EMA undertakes waste management survey

Fungai Lupande Mashonaland Central Bureau

The Environment Management Agency (EMA) in Mashonaland Central is moving door to door doing a waste management survey in Bindura, Mazowe and Shamva to have a proper outlook on the uptake of recycling and how people are segregating waste.

The survey will feed into the national survey which will be analysed by professors from the University of Zimbabwe with an aim to also inform waste recycling investment opportunities.

The survey will update the state of the environment report.

Provincial environmental education and publicity officer Mr Maxwell Mupotsa said they are moving door to door in residential areas, pharmacies, hospitals and universities to look at the type and amount of waste.

He said the survey has given insight into how local authorities are faring in refuse collection and how people are managing their waste when councils fail in their duties.

“Some of the questions we are asking are: ‘How frequent is the local authority collecting bins? How many people per household? and How are they segregating their waste?’,” he said.

“We have seen a huge number of people per house in the medium-density suburbs. This has an impact on the amount of waste they produce. The general indications are that plastics and card boxes are produced in universities.”

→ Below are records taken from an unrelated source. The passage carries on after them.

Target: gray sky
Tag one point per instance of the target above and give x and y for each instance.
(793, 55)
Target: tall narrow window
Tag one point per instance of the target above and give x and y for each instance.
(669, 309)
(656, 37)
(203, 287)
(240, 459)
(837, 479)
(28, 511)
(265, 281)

Mr Mupotsa said they took the opportunity to raise awareness of the cholera outbreak and how best people can segregate waste to avoid the spreading of germs.

He said they are taking local authorities to task and ensuring that they frequently collect refuse so that illegal dumpsites do not continue to accumulate.

“We are teaching communities to colour coding bins at a household level, green for plastics, red for glass yellow for paper. We want to ensure less pollution of the environment in line with Sustainable Goal number 11, which is about making cities and human settlements inclusive, safe, resilient and sustainable,” he said.

“We have been encouraging medical facilities and pharmacies to take their waste to incinerators. However, most of the incinerators are down but they are making use of those working.”